BL-2025-000785 - [2025] EWHC 2470 (Ch)
Chancery Division of the High Court

BL-2025-000785 - [2025] EWHC 2470 (Ch)

Fecha: 30-Sep-2025

G. Exorbitant nature of the Receivership Order

G.Exorbitant nature of the Receivership Order

19.

As I shall come to describe, for the reasons given in the Mann J Judgment, Mann J declined to recognise the Receivership Order. This is an important holding for the purposes of this Judgment, and for that reason it will be necessary is summarise below (hopefully at not too great a length) the terms of the Mann J Judgment in this regard. Of course, the Mann J Judgment stands and should be read in its own right, but a summary is nevertheless necessary and appropriate in this Judgment. Of course, nothing in this Judgment can or is intended to detract from anything said by Mann J in the Mann J Judgment.

20.

Mann J also observed that the Receivership Order – leaving on one side the question of recognition – was a remarkably wide one for any court to make:

i)

It would appear from the terms of the Receivership Order itself and from what Mr Protopapas had said that the Receivership Order has a “long-arm” effect, that is to say it can apply extra-territorially beyond the South Carolina territorial jurisdiction.
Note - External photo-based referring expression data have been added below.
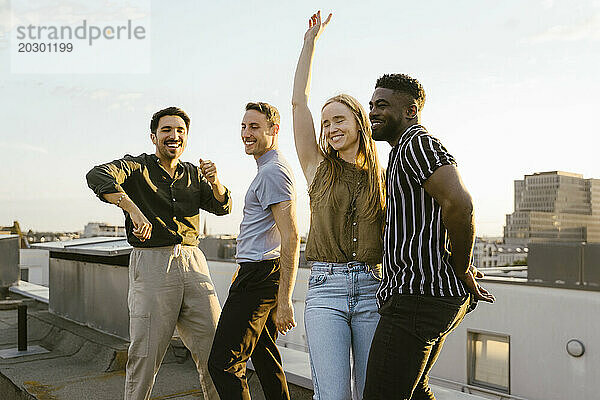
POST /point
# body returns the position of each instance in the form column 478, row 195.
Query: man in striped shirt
column 428, row 281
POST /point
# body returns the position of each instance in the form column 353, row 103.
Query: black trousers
column 246, row 330
column 406, row 344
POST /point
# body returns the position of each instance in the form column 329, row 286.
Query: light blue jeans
column 340, row 319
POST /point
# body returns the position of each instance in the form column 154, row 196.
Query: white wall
column 36, row 261
column 539, row 321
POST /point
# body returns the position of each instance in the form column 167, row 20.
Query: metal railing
column 465, row 388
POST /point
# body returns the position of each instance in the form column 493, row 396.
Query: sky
column 512, row 89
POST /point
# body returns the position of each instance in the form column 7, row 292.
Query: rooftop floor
column 83, row 363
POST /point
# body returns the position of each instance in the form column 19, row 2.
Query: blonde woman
column 347, row 197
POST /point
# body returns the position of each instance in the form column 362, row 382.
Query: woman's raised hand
column 315, row 26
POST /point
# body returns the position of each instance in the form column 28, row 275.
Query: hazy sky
column 512, row 88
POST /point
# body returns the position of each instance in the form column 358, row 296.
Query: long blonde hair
column 366, row 159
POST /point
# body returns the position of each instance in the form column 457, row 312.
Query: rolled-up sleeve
column 108, row 178
column 209, row 203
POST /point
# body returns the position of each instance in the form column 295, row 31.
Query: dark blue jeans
column 407, row 342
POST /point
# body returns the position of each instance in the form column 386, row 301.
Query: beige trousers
column 169, row 287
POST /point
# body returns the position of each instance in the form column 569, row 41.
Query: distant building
column 492, row 252
column 94, row 229
column 554, row 206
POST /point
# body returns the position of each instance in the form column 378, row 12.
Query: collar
column 267, row 157
column 178, row 169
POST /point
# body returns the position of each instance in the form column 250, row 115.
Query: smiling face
column 391, row 113
column 170, row 138
column 258, row 135
column 339, row 128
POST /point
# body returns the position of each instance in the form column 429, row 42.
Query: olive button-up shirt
column 171, row 204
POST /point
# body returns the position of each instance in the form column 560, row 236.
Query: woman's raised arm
column 304, row 128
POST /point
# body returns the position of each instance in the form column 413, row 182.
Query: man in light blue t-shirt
column 259, row 304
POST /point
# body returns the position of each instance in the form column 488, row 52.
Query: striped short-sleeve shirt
column 416, row 245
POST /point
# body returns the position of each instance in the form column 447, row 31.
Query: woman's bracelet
column 120, row 199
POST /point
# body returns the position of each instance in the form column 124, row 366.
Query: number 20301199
column 45, row 47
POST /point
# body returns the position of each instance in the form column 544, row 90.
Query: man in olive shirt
column 169, row 281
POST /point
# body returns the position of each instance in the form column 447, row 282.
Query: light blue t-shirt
column 259, row 238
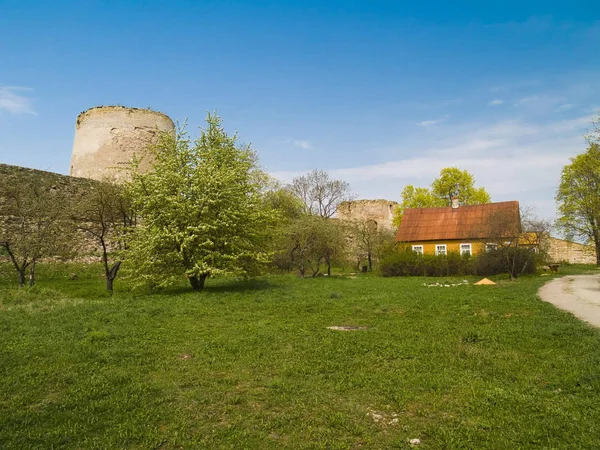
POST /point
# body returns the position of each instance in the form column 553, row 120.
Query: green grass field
column 252, row 365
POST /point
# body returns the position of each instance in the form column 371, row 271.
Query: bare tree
column 368, row 240
column 105, row 213
column 32, row 225
column 320, row 194
column 311, row 242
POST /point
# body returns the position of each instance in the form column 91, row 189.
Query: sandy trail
column 579, row 294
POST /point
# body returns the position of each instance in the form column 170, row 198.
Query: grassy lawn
column 252, row 365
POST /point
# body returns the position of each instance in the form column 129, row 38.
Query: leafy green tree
column 578, row 198
column 202, row 210
column 452, row 183
column 460, row 184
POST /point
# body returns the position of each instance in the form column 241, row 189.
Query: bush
column 510, row 260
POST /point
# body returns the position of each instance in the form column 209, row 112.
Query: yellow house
column 459, row 228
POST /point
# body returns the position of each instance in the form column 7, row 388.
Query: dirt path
column 579, row 294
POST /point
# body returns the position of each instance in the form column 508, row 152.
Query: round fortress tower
column 107, row 137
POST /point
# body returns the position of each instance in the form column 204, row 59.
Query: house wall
column 451, row 246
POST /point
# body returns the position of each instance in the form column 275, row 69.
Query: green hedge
column 405, row 262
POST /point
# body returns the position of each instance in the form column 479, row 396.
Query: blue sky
column 378, row 93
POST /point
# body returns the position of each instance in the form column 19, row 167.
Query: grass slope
column 252, row 365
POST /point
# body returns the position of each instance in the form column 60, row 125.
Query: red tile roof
column 464, row 222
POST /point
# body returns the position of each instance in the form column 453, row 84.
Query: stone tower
column 107, row 137
column 379, row 211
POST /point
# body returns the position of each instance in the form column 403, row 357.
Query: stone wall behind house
column 380, row 211
column 560, row 250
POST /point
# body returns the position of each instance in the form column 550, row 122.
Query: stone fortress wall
column 560, row 250
column 380, row 211
column 107, row 137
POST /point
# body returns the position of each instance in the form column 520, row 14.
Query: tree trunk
column 32, row 273
column 111, row 274
column 198, row 282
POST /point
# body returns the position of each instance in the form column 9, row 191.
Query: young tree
column 369, row 240
column 320, row 195
column 202, row 210
column 32, row 225
column 312, row 241
column 460, row 184
column 578, row 198
column 515, row 238
column 104, row 212
column 452, row 183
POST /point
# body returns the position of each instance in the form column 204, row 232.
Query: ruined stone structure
column 107, row 137
column 379, row 211
column 560, row 250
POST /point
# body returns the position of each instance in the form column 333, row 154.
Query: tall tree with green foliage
column 578, row 198
column 202, row 210
column 452, row 183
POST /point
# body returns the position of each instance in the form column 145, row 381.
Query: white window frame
column 470, row 251
column 489, row 246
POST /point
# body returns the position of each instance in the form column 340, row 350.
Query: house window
column 491, row 246
column 418, row 249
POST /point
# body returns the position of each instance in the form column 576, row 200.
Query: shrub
column 408, row 263
column 510, row 260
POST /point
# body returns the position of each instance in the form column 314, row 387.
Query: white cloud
column 564, row 107
column 302, row 144
column 427, row 123
column 13, row 100
column 513, row 160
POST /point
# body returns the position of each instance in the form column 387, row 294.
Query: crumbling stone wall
column 107, row 137
column 380, row 211
column 560, row 250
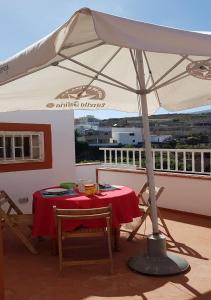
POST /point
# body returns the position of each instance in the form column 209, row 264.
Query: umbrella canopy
column 90, row 63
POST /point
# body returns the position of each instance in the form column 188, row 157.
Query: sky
column 23, row 22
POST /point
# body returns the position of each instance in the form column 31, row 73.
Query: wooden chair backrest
column 7, row 206
column 83, row 214
column 145, row 190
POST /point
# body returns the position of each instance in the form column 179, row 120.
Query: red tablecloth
column 124, row 209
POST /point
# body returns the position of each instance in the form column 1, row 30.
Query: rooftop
column 37, row 277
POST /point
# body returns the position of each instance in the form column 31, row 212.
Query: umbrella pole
column 157, row 261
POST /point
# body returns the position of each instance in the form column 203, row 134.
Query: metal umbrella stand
column 157, row 261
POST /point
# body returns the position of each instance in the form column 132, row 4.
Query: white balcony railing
column 197, row 161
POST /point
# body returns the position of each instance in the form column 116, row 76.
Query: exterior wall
column 23, row 184
column 183, row 193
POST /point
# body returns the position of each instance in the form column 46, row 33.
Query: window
column 25, row 147
column 21, row 146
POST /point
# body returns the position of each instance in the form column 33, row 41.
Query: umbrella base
column 158, row 261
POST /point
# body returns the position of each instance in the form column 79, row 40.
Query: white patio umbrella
column 99, row 61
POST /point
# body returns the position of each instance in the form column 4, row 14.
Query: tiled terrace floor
column 37, row 277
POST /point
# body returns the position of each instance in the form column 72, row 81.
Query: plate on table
column 107, row 187
column 55, row 191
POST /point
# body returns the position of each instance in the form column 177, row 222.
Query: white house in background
column 133, row 136
column 126, row 135
column 160, row 138
column 36, row 151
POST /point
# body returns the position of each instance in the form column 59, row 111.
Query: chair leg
column 133, row 233
column 109, row 240
column 22, row 237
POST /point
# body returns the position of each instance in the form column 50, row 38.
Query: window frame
column 45, row 162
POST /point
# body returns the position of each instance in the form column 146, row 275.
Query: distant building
column 125, row 135
column 160, row 138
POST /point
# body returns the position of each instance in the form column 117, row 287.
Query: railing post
column 1, row 267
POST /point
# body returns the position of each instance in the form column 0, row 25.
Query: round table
column 124, row 208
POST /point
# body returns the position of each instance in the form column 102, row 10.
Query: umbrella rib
column 150, row 73
column 95, row 71
column 167, row 72
column 135, row 67
column 173, row 79
column 89, row 76
column 81, row 44
column 99, row 72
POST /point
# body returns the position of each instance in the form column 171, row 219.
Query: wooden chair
column 144, row 206
column 84, row 214
column 14, row 218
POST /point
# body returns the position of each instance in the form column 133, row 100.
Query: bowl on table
column 67, row 185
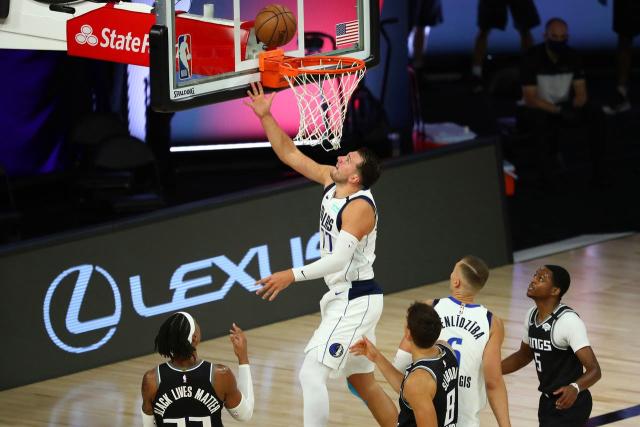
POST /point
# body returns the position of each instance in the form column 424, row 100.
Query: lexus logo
column 72, row 322
column 86, row 36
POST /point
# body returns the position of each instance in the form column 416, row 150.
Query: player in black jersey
column 187, row 391
column 556, row 338
column 429, row 386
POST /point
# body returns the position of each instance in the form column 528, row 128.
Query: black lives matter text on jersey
column 184, row 391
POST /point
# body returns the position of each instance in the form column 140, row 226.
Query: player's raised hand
column 364, row 347
column 567, row 395
column 239, row 342
column 274, row 284
column 258, row 101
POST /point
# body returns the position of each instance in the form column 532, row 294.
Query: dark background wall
column 89, row 299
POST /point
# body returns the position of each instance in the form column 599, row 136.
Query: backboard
column 206, row 51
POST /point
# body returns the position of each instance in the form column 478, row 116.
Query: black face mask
column 557, row 47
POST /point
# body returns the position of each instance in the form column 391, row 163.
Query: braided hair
column 172, row 340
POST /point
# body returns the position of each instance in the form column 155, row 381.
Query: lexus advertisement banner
column 79, row 301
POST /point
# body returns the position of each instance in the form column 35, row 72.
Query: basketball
column 275, row 25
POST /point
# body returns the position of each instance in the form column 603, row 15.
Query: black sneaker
column 477, row 85
column 619, row 104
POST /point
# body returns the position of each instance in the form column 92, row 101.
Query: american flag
column 347, row 33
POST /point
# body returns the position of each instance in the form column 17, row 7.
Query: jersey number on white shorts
column 453, row 341
column 451, row 407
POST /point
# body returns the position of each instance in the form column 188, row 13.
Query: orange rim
column 293, row 67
Mann J observed (Mann J Judgment/[134]):

…The powers given to the receiver are apparently very long-arm and would be capable of being exercised worldwide, including this jurisdiction. He has not disavowed any intention so to use them. They are oppressive and have already been used to the disadvantage of CIHL. CIHL could seek to challenge them in South Carolina, but is, for very good reason, not willing to do acts which would, or might, amount to a submission to the jurisdiction when it laboured long and hard 35 years ago to demonstrate that it was not subject to it…

Receivership orders generally without more do not have extraterritorial effect, as has been recognized in e.g. Re Whitaker Clark & Daniels Inc (a decision of the US Court of Appeals (Third Circuit)); Re Asbestos Corporation Ltd (a decision of the Superior Court in the Province of Quebec, Canada); and Masri v. Consolidated Contractors International (UK) Ltd (No 2) [2008] EWCA Civ 303 at [28] (Court of Appeal, England). The approach of most jurisdictions is that receiverships operate locally and where a receiver seeks to take steps in a foreign jurisdiction, (i) the receivership order must expressly so state and (ii) the receiver will have no power to act even so unless their title to act has been recognized by the foreign jurisdiction in question: see, e.g., Robinson and Walton, Kerr & Hunter on Receivership and Administration, 21st ed (2020), chapter 7.

ii)

Mann J expressed the view that Mr Protopapas, at least, was seeking to deploy the Receivership Order “with the object of marshalling assets in some sort of less than complete insolvency proceedings”: Mann J Judgment/[135]. If this is the way the Receivership Order is intended by Mr Protopapas to operate, then it runs contrary to generally accepted rules of corporate insolvency, which would indicate (i) an English jurisdiction (for CIHL is incorporated in England and this is where it has its centre of business) and (ii) that South Carolina is an inappropriate jurisdiction (because not only is CIHL not incorporated there, it does no business there either).